MAFB controls the acquisition of the anti-inflammatory transcriptional profile of M-MØ.. Homo sapiens

Macrophage phenotypic and functional heterogeneity derives from tissue-specific transcriptional signatures shaped by the local microenvironment. Most studies addressing the molecular basis for macrophage heterogeneity have focused on murine cells, while the factors controlling the functional specialization of human macrophages are less known. M-CSF drives the generation of human monocyte-derived macrophages with a potent anti-inflammatory activity upon stimulation. We now report that knock-down of MAFB impairs the acquisition of the anti-inflammatory profile of human macrophages, identify the MAFB-dependent gene signature in human macrophages and illustrate the co-expression of MAFB and MAFB-target genes in CD163+ tissue-resident and tumor associated macrophages.
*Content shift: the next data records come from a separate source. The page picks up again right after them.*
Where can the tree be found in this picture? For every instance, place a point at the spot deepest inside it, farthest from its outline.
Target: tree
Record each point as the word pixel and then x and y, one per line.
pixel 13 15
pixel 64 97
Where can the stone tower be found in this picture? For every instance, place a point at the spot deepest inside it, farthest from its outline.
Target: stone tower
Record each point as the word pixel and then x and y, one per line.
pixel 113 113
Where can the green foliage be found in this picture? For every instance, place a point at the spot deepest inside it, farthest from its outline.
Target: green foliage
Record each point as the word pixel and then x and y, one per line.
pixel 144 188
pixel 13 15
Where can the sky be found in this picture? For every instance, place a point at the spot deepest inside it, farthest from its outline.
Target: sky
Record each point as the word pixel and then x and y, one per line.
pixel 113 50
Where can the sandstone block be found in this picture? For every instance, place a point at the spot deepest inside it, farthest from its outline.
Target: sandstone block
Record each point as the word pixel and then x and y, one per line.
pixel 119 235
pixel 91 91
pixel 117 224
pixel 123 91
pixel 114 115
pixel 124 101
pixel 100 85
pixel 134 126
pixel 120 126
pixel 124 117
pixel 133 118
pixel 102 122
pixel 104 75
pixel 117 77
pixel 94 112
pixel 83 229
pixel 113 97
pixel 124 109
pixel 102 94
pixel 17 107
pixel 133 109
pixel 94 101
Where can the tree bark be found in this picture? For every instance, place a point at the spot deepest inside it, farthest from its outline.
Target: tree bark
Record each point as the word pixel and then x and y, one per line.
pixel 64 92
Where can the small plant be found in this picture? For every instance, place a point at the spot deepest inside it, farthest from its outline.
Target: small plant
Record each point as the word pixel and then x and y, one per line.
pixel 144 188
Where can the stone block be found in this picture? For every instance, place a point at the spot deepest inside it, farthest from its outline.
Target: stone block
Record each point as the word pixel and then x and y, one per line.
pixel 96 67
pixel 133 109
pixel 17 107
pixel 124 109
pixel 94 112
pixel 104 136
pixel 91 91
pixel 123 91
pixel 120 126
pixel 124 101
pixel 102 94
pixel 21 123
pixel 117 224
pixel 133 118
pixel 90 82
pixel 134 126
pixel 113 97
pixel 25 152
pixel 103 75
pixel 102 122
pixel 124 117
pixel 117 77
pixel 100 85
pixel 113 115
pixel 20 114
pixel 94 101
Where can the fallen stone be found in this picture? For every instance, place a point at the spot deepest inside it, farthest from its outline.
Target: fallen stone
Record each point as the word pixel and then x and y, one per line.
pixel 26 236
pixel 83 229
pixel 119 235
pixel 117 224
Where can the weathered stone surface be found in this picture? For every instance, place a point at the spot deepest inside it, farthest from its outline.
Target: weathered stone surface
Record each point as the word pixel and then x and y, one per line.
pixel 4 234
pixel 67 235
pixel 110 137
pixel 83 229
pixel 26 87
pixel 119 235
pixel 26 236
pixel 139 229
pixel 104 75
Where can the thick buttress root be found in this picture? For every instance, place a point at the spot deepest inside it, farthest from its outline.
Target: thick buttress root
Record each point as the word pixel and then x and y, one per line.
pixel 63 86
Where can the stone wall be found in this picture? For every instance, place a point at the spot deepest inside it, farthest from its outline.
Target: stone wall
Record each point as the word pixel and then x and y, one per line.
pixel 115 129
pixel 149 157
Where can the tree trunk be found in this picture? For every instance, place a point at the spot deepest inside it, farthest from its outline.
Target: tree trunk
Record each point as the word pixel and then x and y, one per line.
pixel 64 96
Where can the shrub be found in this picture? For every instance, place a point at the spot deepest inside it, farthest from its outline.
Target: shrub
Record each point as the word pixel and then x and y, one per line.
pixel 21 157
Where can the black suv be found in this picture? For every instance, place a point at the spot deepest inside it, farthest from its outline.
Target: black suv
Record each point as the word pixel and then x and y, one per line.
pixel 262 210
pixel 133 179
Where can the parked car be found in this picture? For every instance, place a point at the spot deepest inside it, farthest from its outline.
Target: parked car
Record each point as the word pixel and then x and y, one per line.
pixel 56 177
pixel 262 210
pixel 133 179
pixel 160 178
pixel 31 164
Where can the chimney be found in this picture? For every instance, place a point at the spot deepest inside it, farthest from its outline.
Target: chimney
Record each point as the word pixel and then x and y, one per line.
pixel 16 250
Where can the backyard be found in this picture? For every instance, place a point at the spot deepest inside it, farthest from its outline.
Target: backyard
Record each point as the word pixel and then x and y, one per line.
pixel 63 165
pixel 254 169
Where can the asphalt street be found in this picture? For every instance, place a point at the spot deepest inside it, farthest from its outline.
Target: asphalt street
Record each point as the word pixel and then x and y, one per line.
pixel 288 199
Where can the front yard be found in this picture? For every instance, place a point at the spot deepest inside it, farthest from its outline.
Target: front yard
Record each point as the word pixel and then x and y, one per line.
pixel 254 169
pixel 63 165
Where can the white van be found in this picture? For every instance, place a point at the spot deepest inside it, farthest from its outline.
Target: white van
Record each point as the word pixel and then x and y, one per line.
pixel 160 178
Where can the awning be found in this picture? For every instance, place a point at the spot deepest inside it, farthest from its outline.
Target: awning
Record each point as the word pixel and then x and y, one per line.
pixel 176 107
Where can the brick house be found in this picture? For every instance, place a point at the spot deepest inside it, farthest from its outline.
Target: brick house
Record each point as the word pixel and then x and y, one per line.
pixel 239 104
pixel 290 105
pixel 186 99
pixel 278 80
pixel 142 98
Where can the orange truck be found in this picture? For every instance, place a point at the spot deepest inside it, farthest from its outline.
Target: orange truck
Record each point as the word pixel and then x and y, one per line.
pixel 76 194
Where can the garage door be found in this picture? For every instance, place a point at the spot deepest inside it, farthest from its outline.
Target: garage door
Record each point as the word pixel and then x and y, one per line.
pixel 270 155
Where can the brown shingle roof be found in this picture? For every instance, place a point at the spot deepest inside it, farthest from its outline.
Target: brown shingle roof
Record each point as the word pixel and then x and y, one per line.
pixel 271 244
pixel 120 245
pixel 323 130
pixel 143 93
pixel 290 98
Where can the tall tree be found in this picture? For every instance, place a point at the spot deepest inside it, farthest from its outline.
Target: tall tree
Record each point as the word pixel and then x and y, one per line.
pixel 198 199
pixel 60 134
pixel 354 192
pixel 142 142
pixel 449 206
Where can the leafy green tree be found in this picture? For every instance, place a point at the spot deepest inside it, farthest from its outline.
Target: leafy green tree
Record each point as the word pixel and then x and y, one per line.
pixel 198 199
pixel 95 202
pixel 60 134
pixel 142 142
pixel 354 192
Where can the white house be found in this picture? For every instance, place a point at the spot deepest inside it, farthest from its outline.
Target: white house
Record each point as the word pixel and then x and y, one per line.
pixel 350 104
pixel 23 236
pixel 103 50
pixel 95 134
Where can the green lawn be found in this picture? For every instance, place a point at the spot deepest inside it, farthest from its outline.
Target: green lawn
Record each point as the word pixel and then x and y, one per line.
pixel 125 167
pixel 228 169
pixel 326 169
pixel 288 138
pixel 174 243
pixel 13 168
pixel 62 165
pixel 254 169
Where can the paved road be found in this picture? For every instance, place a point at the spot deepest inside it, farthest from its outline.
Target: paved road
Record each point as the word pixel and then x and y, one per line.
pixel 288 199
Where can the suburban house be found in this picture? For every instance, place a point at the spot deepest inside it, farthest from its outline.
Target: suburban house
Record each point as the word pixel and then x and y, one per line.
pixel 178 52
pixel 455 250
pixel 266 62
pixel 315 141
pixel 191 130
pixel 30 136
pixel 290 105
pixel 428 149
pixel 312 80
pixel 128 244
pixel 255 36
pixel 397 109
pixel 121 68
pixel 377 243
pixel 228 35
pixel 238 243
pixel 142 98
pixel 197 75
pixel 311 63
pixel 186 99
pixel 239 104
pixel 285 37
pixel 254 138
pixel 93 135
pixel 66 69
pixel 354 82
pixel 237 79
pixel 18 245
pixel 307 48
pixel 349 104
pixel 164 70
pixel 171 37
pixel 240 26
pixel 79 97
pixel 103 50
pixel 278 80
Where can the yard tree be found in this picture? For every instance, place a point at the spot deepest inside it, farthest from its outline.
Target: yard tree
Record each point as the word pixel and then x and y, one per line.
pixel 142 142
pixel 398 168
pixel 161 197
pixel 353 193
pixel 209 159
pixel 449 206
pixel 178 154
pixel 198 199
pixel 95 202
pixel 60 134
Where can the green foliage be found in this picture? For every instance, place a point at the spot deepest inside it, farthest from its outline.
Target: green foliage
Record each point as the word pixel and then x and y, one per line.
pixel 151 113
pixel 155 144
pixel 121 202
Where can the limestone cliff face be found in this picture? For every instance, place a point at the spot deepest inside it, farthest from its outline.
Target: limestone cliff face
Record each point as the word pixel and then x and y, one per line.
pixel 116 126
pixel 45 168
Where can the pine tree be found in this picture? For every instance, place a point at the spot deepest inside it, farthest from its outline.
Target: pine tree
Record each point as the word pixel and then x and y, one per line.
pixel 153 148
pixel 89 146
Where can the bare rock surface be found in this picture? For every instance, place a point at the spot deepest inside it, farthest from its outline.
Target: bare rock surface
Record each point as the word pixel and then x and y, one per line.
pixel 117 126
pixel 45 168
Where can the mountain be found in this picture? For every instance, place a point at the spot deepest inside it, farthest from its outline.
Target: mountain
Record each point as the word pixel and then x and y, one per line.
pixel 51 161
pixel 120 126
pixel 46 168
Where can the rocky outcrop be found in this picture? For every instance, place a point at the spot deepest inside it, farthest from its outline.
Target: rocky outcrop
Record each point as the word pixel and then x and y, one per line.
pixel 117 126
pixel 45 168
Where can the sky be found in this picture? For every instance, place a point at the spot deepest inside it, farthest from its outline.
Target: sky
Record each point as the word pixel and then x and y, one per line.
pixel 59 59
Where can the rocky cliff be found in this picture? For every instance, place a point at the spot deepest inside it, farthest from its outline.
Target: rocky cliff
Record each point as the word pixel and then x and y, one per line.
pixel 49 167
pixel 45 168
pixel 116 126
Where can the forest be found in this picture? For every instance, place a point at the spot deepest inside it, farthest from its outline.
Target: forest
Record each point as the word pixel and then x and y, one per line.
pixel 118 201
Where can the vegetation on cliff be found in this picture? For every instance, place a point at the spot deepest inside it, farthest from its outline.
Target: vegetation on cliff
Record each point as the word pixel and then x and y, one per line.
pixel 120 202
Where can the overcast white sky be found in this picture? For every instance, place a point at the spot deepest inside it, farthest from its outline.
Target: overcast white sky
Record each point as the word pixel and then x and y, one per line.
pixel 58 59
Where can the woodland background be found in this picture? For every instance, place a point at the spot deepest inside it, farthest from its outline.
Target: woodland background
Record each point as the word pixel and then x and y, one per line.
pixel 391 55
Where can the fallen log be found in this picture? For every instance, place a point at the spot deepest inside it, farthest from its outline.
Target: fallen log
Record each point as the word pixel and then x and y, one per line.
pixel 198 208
The contribution of MAFB to the homeostatic/anti-inflammatory macrophage profile is further supported by the skewed polarization of monocyte-derived macrophages from Multicentric Carpo Tarsal Osteolysis (OMIM#166300), a pathology caused by mutations in the MAFB gene. Our results demonstrate that MAFB critically determines the acquisition of the anti-inflammatory transcriptional and functional profiles of human macrophages. Overall design: Macrophages were differentiated from peripheral blood monocytes from 3 healthy donors with M-CSF (M-MØ) to generate anti-inflammatory M-MØ. Macrophages were transfected with either Control or MAFB-specific siRNA for 24h and global gene expression was analysed.